Christine Jamieson, marketing lead, Westbow Group of Companies, said that in any renovation the company does to a property it wants to make sure it focuses on making the building a safe, secure and long-term option for tenants within the area.

“We are currently leasing up. We are about 50 per cent currently leased,” she said. “Our goal is really to make sure that we get tenants in there who will thrive in the area.

"We’re seeing a lot of immigration to the area. We’re seeing a lot of students. So we’re really making sure that we cater to them as well.”

Lease-up returns new housing to downtown area

Kirzinger said the Calgary market is extremely interesting from an investment standpoint given how little rental inventory exists.

“It creates a bit of an affordability issue for those that aren’t lucky enough to purchase just yet,” he said. “We’re really excited because it’s been a building that hasn’t brought any rental inventory to the market in a couple of years . . .

"So it’s good to bring it back into that west end of downtown and help that community out and add some rental inventory. We’re pretty pumped.”

The tower was in the news in late December 2021 and early January 2022. According to a Calgary Herald story, hundreds of residents were forced out of their suites when pipes in the building burst in late December of 2021.

The building was left uninhabitable, with damage to the sprinkler and heating systems, as well as the elevators. The water that burst from the pipes eventually froze over in the frigid holiday weather, also damaging stairwells and common areas.

Calgary's population growing

Samuel Dean, senior vice-president, capital markets, JLL Canada, told RENX the transaction showcases how Alberta’s market continues to grow and evolve.

He said the building was appealing to an investor because of the ability to move all those vacant units right to market.

“The in-place rents at this building and other properties in the City of Calgary are below market. So they’re bringing in new tenants and they can move the suites immediately to market which is quite a bit higher than in-place rents,” said Dean.

“The suite mix we’re seeing here in the market is approximately 80 per cent (one-bedroom).

"We are seeing quite a bit of interest and demand moving into the smaller suites right now due to price point. So that’s definitely attractive."

He said continuing strong in-migration to Calgary means ongoing demand for housing.

"There wasn’t a lot of fear about leasing up the units in a quick pace," he noted. “We are seeing rents moving up very quickly.

"It comes down to population growth and I think what we’re starting to see actually is the transformation of the business landscape where the energy sector is still a major driver, a huge driver for Calgary, but there’s more excitement or growth in the financial, insurance, professional, scientific and tech. That story is being told and we’re seeing more of it actually coming to fruition.

"I think a lot of people were nervous about there perhaps being too much supply downtown or in the Beltline but I think we’re going to start to see supply constraints with just the population growth.”
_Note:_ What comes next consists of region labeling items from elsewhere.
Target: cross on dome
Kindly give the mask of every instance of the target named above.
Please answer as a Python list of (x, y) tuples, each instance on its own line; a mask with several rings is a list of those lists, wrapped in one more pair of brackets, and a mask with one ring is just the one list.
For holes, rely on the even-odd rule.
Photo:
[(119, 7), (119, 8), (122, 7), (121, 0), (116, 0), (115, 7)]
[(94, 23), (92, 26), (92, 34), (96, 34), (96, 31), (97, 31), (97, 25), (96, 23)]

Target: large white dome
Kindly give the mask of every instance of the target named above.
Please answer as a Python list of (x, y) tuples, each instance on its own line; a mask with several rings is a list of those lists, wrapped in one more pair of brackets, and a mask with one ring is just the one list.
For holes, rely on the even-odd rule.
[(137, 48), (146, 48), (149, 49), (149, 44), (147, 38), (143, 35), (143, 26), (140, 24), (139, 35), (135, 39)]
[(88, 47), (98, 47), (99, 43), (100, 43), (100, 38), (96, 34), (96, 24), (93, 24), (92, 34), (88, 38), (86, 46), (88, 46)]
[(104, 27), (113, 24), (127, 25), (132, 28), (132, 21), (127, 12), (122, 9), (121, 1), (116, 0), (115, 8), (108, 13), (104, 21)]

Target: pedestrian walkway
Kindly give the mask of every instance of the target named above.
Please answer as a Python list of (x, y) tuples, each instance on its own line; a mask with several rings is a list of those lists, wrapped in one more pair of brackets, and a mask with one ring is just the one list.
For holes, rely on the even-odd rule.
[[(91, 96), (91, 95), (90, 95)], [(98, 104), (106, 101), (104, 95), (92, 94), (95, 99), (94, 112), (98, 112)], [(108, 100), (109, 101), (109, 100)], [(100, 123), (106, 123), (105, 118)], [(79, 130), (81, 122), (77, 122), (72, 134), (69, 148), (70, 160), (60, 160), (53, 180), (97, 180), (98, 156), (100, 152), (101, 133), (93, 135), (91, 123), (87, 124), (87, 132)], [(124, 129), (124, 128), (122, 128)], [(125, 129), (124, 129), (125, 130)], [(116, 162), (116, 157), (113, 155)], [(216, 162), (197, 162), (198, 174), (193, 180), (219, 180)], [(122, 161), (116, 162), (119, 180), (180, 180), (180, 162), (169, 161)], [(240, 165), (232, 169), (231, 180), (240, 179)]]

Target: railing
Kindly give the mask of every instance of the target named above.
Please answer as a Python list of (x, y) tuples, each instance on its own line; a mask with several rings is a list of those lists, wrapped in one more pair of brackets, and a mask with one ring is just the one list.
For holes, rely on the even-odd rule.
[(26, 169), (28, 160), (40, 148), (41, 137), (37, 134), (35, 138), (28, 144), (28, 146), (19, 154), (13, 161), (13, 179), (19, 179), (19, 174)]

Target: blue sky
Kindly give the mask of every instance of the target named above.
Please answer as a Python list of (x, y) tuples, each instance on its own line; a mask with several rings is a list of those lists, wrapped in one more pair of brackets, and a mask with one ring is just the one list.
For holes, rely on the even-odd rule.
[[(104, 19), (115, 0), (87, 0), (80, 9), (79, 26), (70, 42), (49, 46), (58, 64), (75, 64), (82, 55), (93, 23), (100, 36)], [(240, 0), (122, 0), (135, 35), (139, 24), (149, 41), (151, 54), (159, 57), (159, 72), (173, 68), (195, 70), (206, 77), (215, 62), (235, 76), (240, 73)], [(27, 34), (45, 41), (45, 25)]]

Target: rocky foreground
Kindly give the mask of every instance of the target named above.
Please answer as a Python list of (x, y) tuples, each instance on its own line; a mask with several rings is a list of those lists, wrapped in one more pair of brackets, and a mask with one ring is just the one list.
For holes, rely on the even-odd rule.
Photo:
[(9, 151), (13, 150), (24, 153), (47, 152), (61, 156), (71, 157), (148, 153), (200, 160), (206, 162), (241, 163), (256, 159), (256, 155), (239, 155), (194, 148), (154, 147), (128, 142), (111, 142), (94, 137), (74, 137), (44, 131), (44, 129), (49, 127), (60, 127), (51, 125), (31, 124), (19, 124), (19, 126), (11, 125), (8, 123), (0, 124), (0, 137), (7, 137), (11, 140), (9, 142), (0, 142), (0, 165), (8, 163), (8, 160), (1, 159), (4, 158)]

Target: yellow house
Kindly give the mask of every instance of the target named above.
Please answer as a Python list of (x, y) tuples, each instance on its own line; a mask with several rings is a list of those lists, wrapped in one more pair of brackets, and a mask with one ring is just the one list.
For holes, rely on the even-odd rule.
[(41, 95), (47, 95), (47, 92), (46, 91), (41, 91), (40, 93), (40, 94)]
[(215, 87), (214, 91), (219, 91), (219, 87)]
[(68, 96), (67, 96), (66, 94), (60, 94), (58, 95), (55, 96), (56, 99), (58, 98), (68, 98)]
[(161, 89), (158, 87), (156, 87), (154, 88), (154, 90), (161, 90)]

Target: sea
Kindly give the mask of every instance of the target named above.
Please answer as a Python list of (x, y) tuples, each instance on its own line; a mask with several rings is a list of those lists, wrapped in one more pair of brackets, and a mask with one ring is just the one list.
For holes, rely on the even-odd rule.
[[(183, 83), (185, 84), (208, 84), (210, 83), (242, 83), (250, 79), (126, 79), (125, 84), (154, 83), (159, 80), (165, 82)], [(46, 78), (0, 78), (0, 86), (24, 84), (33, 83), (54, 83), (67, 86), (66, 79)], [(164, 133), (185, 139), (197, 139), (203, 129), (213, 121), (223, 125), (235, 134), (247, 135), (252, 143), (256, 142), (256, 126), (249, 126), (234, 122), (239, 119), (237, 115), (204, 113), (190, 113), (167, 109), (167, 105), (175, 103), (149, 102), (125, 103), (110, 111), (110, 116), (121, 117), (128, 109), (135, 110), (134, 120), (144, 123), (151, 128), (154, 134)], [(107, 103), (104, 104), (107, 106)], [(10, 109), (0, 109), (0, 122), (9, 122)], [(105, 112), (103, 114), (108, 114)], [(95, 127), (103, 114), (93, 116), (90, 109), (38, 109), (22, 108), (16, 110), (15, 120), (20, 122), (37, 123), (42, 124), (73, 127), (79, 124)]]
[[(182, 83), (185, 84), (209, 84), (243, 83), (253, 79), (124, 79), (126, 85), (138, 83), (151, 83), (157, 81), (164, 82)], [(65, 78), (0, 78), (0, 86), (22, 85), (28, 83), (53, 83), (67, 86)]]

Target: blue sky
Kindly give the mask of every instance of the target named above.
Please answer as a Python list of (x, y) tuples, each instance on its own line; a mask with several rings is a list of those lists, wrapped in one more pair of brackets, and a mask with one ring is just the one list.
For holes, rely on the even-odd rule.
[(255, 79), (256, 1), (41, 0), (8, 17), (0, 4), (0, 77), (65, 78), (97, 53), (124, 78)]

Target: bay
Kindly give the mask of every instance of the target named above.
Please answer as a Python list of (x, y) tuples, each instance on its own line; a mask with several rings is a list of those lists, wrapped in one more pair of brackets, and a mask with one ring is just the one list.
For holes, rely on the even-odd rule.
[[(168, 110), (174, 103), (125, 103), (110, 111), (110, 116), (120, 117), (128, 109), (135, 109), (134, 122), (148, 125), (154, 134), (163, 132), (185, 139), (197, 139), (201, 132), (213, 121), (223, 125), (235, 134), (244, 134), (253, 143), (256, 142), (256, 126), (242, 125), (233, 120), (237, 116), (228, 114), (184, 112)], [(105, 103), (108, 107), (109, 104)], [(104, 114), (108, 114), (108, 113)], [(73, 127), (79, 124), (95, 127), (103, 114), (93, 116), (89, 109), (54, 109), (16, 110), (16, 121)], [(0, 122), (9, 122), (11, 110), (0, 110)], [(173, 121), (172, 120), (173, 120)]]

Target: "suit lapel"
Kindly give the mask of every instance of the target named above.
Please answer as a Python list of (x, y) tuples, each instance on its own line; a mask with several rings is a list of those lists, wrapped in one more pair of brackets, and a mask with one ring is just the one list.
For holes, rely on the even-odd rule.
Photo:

Multiresidential transactions in Calgary area

According to The Network (Real Estate Intelligence), the sale price of the Westview Heights property was $243,149 per unit.

In its most recent Calgary market mid-year report, The Network said investment in multiresidential properties jumped significantly during the second quarter of 2023, with 15 additional transactions closing.

These totalled just under $158 million and brought investment to more than $271 million over 27 total sales at the mid-point of the year, surpassing the multi-year peak last set in 2021.

The report said the largest transactions in the first part of the year were Wyldewood Estates, purchased by Avenue Living for $58 million ($176,000 per suite) and Sage Hill Retirement Residence, purchased by Yarrow II GP Inc., for approximately $56 million ($310,000 per suite).